Magnus nodded to a spot beside himself on the fuzzy rock. During the occasions where he and his hammer were alone or an importance need be stressed, Magnus addressed the warrior by his tribal name, not the more colloquial “Erik” that his fellows preferred.

“Sit, Erithitek,” he suggested.

The hammer declined the offer. “No thank you, my King. I am here to watch and protect. Not to sit.”

“You should take whatever solaces the fates bless us with, my friend. Few comforts are likely to be on the road ahead. At our pace, my brother’s kingdom is less than a fortnight away. I do not know what awaits us there.”

After considering the king’s words, the hammer clanked his way onto the rock. Even though most of the army could be found around the campfires and stripped of their plate and arms, Erik was never at ease, and the king could count on one hand the number of times that he had seen the man out of uniform. Magnus suspected that the hammer’s rest in this moment was really just another executed command: to
relax
. At least the man’s helmet was off, if tied by its chinstraps to his baldric, should an enemy suddenly appear. On the contrary, the king was quite exposed, wearing but mail hose and naked to the waist; a vulnerability that surely made his hammer anxious.

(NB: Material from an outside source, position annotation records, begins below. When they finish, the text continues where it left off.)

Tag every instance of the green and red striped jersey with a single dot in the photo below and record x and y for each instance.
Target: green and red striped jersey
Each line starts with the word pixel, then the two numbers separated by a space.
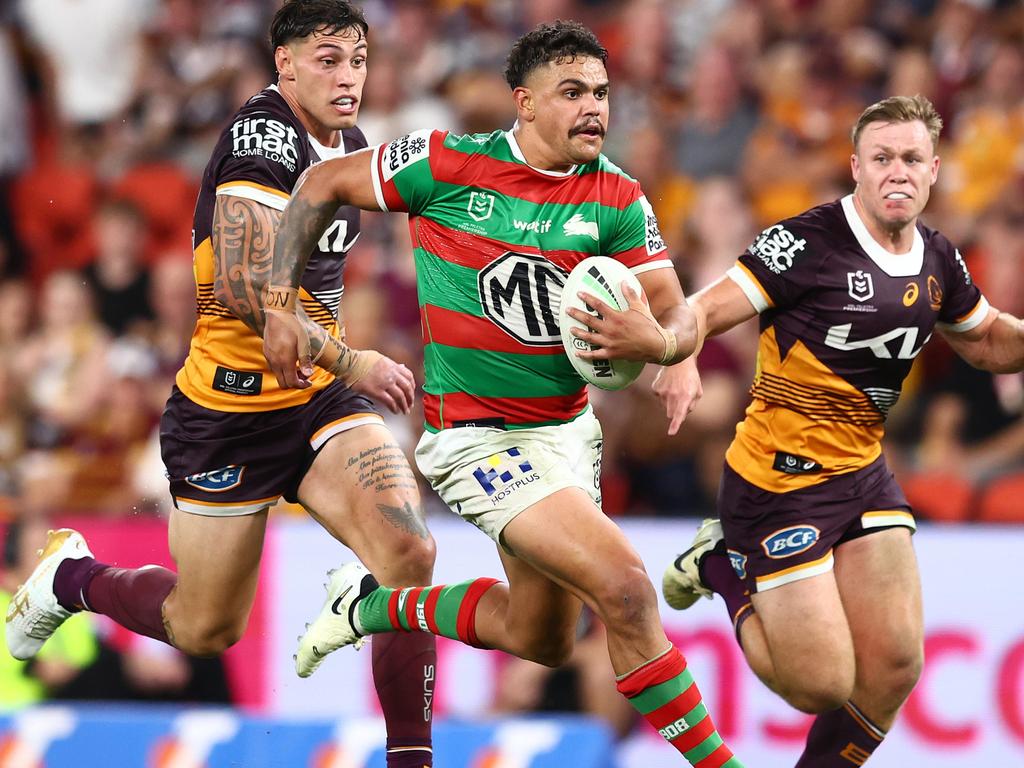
pixel 494 240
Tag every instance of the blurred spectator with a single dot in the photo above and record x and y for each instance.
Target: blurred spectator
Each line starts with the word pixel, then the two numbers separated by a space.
pixel 714 135
pixel 119 280
pixel 14 150
pixel 90 85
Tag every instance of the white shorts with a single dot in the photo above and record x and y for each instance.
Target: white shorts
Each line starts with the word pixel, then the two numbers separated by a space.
pixel 489 475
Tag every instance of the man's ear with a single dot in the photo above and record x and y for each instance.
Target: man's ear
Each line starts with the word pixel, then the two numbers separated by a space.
pixel 524 103
pixel 284 62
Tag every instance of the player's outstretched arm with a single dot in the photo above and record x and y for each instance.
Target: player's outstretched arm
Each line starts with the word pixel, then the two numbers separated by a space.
pixel 996 344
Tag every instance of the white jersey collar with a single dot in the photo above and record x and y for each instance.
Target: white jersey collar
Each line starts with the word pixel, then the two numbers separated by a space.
pixel 893 264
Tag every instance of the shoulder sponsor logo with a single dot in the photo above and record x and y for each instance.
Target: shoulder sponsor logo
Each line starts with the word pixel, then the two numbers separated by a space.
pixel 539 226
pixel 910 294
pixel 791 541
pixel 577 225
pixel 217 480
pixel 652 232
pixel 777 248
pixel 265 137
pixel 738 562
pixel 403 152
pixel 934 293
pixel 480 205
pixel 861 288
pixel 505 473
pixel 520 294
pixel 960 260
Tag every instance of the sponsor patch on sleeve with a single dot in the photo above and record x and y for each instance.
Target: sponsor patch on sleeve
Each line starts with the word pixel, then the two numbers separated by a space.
pixel 403 152
pixel 777 248
pixel 265 137
pixel 652 232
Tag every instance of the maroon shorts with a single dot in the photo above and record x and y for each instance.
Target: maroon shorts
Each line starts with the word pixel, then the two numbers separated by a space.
pixel 774 539
pixel 221 463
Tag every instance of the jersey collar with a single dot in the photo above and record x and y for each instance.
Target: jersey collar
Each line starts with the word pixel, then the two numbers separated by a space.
pixel 517 154
pixel 893 264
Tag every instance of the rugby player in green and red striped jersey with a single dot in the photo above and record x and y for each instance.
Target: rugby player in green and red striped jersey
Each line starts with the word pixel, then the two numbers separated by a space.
pixel 511 443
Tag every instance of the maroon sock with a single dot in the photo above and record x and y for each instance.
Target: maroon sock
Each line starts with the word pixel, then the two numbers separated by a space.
pixel 72 581
pixel 132 597
pixel 404 670
pixel 717 573
pixel 840 739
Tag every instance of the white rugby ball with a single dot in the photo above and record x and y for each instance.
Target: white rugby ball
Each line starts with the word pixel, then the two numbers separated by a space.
pixel 600 276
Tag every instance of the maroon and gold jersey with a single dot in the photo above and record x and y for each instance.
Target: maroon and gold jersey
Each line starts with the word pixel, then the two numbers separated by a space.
pixel 259 157
pixel 842 321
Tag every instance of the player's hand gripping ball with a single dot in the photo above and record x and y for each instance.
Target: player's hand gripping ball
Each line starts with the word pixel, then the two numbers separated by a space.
pixel 600 276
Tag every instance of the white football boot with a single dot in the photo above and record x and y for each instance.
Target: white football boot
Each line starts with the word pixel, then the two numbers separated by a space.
pixel 681 584
pixel 335 627
pixel 34 613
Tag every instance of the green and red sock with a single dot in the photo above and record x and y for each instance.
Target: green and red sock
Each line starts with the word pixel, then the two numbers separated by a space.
pixel 663 690
pixel 449 610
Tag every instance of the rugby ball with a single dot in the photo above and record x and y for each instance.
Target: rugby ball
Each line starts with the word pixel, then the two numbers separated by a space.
pixel 600 276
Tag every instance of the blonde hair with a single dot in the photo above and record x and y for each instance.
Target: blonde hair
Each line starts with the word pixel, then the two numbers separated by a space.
pixel 900 110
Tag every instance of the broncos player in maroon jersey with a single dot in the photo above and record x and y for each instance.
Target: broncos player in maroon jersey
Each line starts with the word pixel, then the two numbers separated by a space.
pixel 813 552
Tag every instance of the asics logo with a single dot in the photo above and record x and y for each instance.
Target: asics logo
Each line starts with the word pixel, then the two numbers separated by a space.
pixel 336 605
pixel 18 606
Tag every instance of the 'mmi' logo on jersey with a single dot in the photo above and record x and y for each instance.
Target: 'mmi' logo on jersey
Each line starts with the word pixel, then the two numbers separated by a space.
pixel 777 248
pixel 265 137
pixel 520 293
pixel 217 480
pixel 577 225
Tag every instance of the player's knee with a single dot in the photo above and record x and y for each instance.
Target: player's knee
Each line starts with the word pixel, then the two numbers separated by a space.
pixel 899 672
pixel 626 598
pixel 816 696
pixel 208 638
pixel 553 649
pixel 411 559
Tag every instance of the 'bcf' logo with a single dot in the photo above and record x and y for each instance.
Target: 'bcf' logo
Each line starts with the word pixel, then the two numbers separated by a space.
pixel 481 205
pixel 519 293
pixel 217 480
pixel 861 288
pixel 791 541
pixel 738 562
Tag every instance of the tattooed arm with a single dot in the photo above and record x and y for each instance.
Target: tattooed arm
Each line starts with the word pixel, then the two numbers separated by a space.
pixel 243 253
pixel 317 196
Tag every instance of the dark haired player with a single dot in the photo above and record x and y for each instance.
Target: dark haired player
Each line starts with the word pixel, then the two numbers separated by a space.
pixel 511 442
pixel 813 553
pixel 235 441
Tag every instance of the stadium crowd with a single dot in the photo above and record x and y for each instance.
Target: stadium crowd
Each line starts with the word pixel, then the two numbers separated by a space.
pixel 732 114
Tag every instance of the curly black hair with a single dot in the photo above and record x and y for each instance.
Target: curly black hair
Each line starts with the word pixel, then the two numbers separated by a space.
pixel 299 18
pixel 557 41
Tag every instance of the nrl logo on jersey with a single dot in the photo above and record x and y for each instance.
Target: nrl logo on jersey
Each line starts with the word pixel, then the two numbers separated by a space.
pixel 265 137
pixel 777 248
pixel 577 225
pixel 860 286
pixel 480 206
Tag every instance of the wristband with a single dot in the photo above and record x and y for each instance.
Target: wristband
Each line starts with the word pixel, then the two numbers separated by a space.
pixel 280 299
pixel 671 345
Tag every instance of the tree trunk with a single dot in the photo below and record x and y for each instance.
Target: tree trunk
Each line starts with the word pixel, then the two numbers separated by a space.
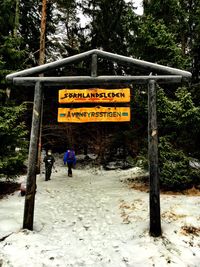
pixel 154 198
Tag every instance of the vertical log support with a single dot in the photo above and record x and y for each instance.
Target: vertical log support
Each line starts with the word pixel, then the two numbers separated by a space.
pixel 32 160
pixel 94 65
pixel 154 198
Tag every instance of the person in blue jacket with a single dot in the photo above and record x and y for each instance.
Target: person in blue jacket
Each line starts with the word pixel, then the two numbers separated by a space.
pixel 70 159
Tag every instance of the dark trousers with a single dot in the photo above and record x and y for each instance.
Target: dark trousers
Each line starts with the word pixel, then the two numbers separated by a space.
pixel 48 172
pixel 69 165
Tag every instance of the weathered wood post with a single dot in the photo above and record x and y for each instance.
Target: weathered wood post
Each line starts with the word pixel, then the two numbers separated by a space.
pixel 154 197
pixel 32 160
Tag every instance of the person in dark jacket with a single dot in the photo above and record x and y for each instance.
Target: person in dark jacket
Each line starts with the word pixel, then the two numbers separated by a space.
pixel 70 159
pixel 49 162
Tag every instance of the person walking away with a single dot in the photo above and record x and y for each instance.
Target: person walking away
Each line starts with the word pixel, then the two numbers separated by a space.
pixel 70 159
pixel 49 162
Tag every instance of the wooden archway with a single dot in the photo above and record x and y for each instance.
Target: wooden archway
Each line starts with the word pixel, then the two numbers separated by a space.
pixel 162 74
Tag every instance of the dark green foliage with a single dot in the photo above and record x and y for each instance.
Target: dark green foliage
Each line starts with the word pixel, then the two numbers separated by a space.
pixel 179 126
pixel 175 170
pixel 12 138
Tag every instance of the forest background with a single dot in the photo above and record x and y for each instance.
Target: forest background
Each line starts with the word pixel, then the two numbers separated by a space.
pixel 168 33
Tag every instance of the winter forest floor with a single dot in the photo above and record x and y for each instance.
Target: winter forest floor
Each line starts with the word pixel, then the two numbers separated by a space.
pixel 96 219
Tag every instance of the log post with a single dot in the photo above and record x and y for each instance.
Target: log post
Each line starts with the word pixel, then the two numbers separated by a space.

“A beautiful night,” noted the king.

“Yes. The air smells…different.”

“Indeed, that is probably the perfume of the flowered terraces that lie past the woods. Stacked like potted gardens on shelves of rock and planted there by Mother Geadhain herself. Their beauty will warm even your stony heart, my friend. I have not seen them since the queen and I last had a
moment to ourselves. That feels so long ago. You weren’t even a thought in your mother’s belly then.” King Magnus gave a ringing clap to his companion’s metal shoulder. “I am glad that you will see the Valley of Fair Winds, as it is a wonder not to be missed. At times, I feel like I have failed in my promise to show you this world. Peace does not require much travel, and many of your days have been spent in Eod and not abroad. Funny, then, how it is war that ultimately has gotten your feet to wander.”